Do not go crazy at this point, if this seems like minutia and you are already overwhelmed. I’m simply sharing a few methods below that authors consider and utilize in setting up the story–how it will be told. So many new authors have uttered the words, “I’m not sure where to start.” Sometimes, the answer won’t appear until you are staring at the completed first draft. Just read the options below, so that it sits gently upon your mind, and move on. Down the road, it’s fun and useful to consider the structure and starting point and attempt to have “form follow function”–meaning that if you can, use the structure to help further the plot or enhance the reading experience.

  • Chronological: The story is told from one event to the next, in order, from start to finish. More examples than I can mention.
  • Envelope: Begins at the end. Returns to the past and the story is then related moment-by-moment, often by an omniscient narrator who has already lived it, until we reach the same moment where the story began and continue on from there.

Example: Sunset Boulevard The narrator opens the story by telling us he is dead and there is a body floating in a pool. The narrator then backs up to the beginning to tells his story of how he ended up there.

  • Anachronistic: The story is told out of time order. This is tricky, but useful with certain stories.

Example #1: The Autobiography of Alice B. Toklas by Gertrude Stein. This is, in fact, the autobiography of Gertrude Stein. Alice B. Toklas was Stein’s lover. Living in Paris and influenced by her Cubist artist friends (including Picasso), Stein wrote her biography in a Cubist manner. She jumps from place to place in disjointed fashion, much like the misplaced body parts on a Picasso painting. She starts a chapter with a promise of explaining one event, only to jump to another.

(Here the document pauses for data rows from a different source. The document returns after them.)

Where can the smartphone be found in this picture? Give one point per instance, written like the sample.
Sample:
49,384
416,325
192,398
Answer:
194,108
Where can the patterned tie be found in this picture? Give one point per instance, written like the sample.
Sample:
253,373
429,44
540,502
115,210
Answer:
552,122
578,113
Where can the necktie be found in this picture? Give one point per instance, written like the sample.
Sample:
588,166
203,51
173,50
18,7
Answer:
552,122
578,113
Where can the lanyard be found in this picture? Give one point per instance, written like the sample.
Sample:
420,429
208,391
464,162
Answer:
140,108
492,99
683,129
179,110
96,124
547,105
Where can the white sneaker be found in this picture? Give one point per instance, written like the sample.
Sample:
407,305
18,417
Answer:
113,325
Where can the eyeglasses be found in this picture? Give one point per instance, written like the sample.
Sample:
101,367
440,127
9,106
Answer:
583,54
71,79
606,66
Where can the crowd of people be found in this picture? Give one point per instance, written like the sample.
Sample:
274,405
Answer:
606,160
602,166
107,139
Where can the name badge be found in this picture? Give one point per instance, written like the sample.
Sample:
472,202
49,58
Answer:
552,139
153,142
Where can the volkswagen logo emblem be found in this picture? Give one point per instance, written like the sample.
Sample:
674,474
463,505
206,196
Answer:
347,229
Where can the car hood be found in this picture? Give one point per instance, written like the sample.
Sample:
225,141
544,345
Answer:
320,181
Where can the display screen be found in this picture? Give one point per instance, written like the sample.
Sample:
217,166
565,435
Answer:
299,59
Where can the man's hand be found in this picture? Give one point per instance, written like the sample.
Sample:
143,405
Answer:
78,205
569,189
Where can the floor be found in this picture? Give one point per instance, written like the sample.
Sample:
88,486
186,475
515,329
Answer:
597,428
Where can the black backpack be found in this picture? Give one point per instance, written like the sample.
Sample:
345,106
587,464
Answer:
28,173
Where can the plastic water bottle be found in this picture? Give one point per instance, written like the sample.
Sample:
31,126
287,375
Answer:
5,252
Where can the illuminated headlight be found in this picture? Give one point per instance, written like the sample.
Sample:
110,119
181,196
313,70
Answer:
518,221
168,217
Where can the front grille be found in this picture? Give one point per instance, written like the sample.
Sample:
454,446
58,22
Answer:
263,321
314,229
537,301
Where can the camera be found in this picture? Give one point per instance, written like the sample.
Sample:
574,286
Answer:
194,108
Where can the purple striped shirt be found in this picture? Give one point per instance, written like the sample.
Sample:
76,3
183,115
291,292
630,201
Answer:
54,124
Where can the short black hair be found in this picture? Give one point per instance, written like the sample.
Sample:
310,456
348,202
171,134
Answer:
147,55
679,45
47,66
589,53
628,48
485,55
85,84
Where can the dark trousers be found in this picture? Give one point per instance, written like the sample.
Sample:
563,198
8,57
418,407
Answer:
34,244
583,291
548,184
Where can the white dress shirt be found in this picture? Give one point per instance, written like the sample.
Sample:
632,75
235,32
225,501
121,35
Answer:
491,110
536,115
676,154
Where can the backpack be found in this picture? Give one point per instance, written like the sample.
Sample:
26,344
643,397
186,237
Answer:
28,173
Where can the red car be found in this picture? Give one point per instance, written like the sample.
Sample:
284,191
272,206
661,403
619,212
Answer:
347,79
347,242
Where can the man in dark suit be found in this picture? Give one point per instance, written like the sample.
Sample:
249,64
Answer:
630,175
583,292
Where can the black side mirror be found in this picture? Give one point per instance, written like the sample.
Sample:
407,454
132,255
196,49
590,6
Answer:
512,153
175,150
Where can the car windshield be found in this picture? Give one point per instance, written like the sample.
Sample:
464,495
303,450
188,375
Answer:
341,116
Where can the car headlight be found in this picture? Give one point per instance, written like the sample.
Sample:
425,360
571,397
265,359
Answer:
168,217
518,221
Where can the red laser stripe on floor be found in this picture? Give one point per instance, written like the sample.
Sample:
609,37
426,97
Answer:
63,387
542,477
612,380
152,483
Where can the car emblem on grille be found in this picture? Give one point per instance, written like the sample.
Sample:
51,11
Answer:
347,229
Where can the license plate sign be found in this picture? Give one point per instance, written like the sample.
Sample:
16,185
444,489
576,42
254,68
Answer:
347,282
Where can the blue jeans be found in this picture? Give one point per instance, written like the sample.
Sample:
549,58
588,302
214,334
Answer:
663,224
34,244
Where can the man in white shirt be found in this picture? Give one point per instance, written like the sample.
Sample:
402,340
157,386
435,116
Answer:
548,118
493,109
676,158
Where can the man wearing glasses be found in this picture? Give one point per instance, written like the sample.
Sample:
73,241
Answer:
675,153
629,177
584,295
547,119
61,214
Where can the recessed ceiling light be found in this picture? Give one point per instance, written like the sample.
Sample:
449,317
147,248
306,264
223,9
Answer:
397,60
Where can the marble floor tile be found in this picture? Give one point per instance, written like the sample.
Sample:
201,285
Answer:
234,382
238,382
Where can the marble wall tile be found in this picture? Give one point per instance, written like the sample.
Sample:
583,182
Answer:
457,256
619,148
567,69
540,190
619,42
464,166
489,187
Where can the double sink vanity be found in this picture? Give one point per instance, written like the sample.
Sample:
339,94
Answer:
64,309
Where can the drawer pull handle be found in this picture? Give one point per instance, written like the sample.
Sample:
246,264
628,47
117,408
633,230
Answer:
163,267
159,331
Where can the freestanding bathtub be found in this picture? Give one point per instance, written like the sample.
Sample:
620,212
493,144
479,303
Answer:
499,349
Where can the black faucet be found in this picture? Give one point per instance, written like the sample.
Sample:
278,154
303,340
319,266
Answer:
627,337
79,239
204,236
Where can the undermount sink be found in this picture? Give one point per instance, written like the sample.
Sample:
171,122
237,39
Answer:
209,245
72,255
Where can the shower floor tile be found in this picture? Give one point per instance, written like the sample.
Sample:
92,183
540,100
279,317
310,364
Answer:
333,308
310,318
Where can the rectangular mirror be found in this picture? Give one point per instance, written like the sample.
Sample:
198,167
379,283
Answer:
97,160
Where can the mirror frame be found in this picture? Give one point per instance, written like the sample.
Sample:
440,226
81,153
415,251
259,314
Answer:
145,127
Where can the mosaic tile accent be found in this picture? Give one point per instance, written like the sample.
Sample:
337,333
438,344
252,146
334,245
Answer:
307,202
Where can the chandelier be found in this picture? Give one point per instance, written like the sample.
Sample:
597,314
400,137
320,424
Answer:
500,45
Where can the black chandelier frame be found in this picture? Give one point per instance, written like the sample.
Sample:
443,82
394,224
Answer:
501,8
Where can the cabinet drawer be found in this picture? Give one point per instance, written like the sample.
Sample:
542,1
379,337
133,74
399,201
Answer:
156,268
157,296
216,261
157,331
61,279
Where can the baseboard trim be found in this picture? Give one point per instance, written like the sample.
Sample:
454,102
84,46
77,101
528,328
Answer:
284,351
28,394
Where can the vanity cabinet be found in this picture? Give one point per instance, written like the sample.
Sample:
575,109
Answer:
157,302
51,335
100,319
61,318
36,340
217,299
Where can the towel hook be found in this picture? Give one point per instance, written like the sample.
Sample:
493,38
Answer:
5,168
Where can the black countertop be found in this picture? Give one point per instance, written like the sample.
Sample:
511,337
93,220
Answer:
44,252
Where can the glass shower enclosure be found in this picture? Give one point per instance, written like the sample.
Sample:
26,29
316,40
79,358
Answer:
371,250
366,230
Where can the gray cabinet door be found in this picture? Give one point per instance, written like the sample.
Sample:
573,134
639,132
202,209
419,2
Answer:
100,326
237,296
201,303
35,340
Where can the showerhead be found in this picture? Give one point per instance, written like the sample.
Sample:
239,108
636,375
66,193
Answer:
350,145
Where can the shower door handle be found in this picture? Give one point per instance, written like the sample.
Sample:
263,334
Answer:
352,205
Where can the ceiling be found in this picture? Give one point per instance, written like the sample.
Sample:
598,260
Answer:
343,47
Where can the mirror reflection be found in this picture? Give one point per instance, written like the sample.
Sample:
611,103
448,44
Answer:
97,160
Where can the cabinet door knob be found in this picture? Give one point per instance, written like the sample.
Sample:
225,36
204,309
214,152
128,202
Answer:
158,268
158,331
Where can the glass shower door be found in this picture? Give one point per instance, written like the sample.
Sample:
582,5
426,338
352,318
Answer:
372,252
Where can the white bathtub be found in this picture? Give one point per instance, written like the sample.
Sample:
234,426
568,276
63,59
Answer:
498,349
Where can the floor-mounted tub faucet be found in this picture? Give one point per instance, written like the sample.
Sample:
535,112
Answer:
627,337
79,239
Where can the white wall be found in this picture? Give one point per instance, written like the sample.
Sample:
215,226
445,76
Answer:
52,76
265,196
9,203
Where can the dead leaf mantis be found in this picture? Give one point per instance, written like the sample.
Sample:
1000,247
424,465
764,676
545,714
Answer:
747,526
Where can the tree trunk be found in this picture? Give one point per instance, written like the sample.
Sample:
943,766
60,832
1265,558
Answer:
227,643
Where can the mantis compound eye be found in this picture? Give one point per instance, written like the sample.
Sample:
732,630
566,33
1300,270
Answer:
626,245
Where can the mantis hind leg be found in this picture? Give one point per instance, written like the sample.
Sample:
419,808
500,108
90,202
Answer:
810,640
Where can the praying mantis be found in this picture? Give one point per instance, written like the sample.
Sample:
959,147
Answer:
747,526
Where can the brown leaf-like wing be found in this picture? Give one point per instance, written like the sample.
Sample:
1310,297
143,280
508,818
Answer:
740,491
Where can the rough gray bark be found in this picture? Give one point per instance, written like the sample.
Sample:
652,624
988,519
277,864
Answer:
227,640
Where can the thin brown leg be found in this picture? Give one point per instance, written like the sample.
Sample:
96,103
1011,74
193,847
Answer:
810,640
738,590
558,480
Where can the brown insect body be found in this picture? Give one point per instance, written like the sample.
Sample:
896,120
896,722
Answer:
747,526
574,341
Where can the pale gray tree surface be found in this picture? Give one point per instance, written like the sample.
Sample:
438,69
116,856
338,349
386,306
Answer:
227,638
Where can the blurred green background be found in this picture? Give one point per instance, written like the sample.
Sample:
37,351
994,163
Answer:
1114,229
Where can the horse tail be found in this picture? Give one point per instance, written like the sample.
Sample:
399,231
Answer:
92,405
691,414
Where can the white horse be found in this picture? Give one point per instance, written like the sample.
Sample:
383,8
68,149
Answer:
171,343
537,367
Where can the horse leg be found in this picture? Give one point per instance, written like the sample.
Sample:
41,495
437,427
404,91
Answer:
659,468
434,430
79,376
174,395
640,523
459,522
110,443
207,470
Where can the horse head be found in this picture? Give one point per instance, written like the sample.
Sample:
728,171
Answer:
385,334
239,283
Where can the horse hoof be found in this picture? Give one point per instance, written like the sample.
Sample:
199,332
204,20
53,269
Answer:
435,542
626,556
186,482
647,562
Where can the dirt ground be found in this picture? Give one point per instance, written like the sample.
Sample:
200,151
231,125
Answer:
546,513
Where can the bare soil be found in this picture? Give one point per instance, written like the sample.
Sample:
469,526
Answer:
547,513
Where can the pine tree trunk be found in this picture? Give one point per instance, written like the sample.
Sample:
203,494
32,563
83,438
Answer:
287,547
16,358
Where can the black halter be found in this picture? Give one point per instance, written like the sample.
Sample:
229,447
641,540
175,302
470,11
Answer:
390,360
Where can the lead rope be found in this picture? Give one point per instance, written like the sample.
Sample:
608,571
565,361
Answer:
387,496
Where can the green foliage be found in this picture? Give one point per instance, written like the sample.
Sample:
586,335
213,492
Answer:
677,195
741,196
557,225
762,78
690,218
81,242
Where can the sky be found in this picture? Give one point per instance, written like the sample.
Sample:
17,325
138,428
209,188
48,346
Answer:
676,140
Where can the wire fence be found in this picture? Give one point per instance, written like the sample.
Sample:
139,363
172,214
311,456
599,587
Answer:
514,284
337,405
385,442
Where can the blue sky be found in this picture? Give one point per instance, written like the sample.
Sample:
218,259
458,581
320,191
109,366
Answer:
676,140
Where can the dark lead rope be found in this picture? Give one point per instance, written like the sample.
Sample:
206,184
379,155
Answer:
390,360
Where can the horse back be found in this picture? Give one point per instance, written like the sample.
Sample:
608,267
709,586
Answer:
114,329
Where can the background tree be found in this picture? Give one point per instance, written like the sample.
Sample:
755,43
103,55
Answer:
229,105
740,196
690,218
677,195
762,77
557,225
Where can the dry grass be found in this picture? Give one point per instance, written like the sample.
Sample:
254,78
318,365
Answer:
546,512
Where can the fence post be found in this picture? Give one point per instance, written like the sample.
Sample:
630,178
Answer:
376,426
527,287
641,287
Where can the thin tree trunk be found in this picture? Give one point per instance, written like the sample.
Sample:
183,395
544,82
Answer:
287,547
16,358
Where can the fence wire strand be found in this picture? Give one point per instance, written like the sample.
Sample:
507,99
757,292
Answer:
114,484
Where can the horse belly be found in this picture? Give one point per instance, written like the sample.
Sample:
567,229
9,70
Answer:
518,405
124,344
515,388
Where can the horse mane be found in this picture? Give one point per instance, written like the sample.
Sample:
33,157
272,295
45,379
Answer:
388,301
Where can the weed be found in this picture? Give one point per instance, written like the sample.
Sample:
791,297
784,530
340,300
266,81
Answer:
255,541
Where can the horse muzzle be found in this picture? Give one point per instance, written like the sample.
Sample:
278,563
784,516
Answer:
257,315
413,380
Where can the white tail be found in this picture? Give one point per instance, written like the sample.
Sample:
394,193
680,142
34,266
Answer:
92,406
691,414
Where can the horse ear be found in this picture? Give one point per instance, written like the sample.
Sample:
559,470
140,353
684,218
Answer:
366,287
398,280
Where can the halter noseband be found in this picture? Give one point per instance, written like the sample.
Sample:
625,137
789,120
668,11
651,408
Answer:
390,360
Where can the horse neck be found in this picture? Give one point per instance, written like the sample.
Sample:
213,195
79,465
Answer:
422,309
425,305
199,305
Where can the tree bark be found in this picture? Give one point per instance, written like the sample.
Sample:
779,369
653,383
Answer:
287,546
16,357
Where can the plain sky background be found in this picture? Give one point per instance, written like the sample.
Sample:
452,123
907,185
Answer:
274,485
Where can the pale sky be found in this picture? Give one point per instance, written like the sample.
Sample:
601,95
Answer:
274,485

Example #2: William Faulkner’s The Sound and the Fury. At times, Benjamin “Benjy” relates the story—but he is mentally challenged, so his mind jumps from event to event or melds them together. Some of his narration is like a dream—a “stream of consciousness” without commas, periods or clarity. There are, however, four (4) parts to the story—four narrators. Each section of the book is from the POV of another character. In this way, we learn of the same event from different POVs: Benjy, Quentin, Jason, and Dilsey. As you can see, Faulkner used this structure for a reason (but—side note—even he knew it would be a tough read, so used italics in parts to indicate time shifts—still, it’s a tough read).